Poczytaj sobie historie motoryzacji i okolicznosci powstania tego modelu :rofl::rofl::rofl:
Wiekszosc ekologow jakby mogla cofnac sie w czasie to pewnie by za sam pomysl Henry’ego i jego zespol projektantow udusila w kolysce. :wink:

2 polubienia

Wolę usłyszeć twoje przemyślenia, o ile takie były… :wink:

Owszem byly - nie dotyczyly powszechnosci dostepu do smierdziela na kolkach, bo to bylo wynikiem idei pierwotnej - maksymalnego uproszczenia konstrukcji, sposobu produkcji i napraw przy jednoczesnym zachowaniu podstawowej funkcji - czyli umozliwieniu przemieszczania sie pojazdem mechanicznym, zachowaniu minimum komfortu, wytrzymalosci i malej wybrednosci jesli chodzi o jakosc drogi.

3 polubienia

A czego dotyczyły…? :wink:

Tego co napisalam - komplikacji budowy auta.

1 polubienie

Więc na podstawie tych przemyśleń, co takiego strasznego jest w jeżdżeniu Fordem T? :wink:

Strasznego nic, zwłaszcza dla miłośników zabytkowych aut.

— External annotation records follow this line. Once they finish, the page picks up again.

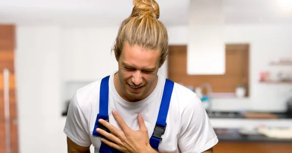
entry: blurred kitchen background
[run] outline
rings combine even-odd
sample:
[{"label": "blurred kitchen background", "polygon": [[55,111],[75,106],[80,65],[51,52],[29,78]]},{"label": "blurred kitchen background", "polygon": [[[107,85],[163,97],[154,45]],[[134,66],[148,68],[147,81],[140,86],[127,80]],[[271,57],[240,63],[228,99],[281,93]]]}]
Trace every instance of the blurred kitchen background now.
[{"label": "blurred kitchen background", "polygon": [[[157,1],[160,72],[201,98],[215,153],[292,153],[292,0]],[[0,0],[0,153],[67,153],[69,101],[117,69],[111,48],[132,7]]]}]

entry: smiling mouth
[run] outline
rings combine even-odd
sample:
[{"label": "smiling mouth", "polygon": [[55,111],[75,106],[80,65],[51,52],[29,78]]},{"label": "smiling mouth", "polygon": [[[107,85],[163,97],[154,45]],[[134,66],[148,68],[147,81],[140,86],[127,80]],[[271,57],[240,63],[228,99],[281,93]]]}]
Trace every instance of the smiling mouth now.
[{"label": "smiling mouth", "polygon": [[135,86],[131,85],[129,85],[129,85],[130,85],[130,86],[131,88],[132,88],[133,89],[139,89],[139,88],[141,88],[141,87],[142,87],[142,86]]}]

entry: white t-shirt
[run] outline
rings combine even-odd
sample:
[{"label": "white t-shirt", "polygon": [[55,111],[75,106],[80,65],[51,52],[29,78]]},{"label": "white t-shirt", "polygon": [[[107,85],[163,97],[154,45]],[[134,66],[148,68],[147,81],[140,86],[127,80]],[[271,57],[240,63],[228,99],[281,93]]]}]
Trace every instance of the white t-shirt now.
[{"label": "white t-shirt", "polygon": [[[137,102],[125,101],[118,94],[113,85],[115,71],[110,77],[109,112],[110,122],[120,129],[110,113],[115,110],[132,129],[138,130],[137,116],[143,117],[152,135],[157,119],[165,78],[158,74],[158,82],[152,93]],[[76,91],[70,102],[64,132],[73,142],[81,146],[95,147],[98,153],[100,137],[92,136],[99,109],[99,90],[101,79],[91,83]],[[166,127],[162,136],[160,153],[201,153],[216,145],[218,139],[200,99],[187,88],[174,84],[166,119]]]}]

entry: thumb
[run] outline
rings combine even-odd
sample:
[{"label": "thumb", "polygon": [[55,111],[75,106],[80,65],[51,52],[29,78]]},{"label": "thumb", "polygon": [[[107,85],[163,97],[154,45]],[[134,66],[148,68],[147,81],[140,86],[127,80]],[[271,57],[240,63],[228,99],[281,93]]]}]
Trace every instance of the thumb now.
[{"label": "thumb", "polygon": [[139,126],[140,126],[139,130],[147,130],[147,128],[146,127],[145,122],[144,122],[144,119],[143,119],[143,117],[140,113],[138,114],[137,119],[138,123],[139,124]]}]

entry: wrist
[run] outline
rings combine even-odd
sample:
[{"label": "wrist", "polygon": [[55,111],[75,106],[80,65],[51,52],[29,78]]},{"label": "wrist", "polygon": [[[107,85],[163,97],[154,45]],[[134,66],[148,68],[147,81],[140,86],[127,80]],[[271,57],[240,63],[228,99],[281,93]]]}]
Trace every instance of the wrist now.
[{"label": "wrist", "polygon": [[143,152],[143,153],[159,153],[156,150],[153,149],[150,145],[148,146],[146,148],[146,149],[144,151],[144,152]]}]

Ale dla normalnych użytkowników, w dzisiejszych czasach byłoby to, oględnie mówiąc, mocno niekomfortowe.

2 polubienia

Po zakupy do puebla brzegiem morza byloby nawet zabawne. Tylko ta korbka do odpalania :wink:

Czas na pedałowanie
:rainbow:

Rower to skomplikowana konstrukcja. A jeszcze tandem :wink::rofl:?